Personal information
- Full name: Vivian Aminu Yusuf
- Nationality: Nigeria
- Born: 8 August 1983 (age 42)
- Weight: 78 kg (172 lb)

Sport
- Sport: Judo
- Event: 78 kg
- Coached by: Bashir Bassey (national)

Medal record
Women's judo
Representing Nigeria
All-Africa Games
| Silver medal – second place | 2007 Algiers | 78 kg |
African Championships
| Silver medal – second place | 2008 Agadir | 78 kg |

= Vivian Yusuf =

Nigerian Olympic judoka

Vivian Aminu Yusuf (born 8 August 1983) is a Nigerian judoka, who played for the half-heavyweight category.
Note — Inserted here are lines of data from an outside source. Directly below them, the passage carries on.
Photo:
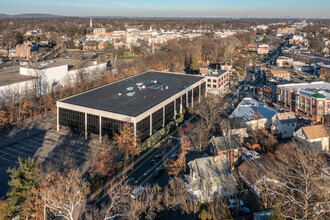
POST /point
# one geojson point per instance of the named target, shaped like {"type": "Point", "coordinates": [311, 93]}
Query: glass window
{"type": "Point", "coordinates": [93, 124]}
{"type": "Point", "coordinates": [110, 126]}
{"type": "Point", "coordinates": [72, 119]}
{"type": "Point", "coordinates": [157, 119]}
{"type": "Point", "coordinates": [169, 112]}
{"type": "Point", "coordinates": [143, 128]}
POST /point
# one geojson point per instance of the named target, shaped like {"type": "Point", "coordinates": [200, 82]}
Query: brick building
{"type": "Point", "coordinates": [279, 73]}
{"type": "Point", "coordinates": [230, 146]}
{"type": "Point", "coordinates": [325, 72]}
{"type": "Point", "coordinates": [269, 93]}
{"type": "Point", "coordinates": [23, 50]}
{"type": "Point", "coordinates": [310, 100]}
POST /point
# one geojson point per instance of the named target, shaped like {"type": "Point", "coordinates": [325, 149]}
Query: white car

She won two silver medals at the 2007 All-Africa Games in Algiers, Algeria, and at the 2008 African Judo Championships in Agadir, Morocco, both losing out to Tunisia's Houda Miled in the final match.

Yusuf represented Nigeria at the 2008 Summer Olympics in The Games of the XXIX Olympiad in Beijing, China, where she competed for the women's half-heavyweight class (78 kg). She received a bye for the second preliminary round, before losing out to Germany's Heide Wollert, who was able to score an automatic ippon at thirty-seven seconds.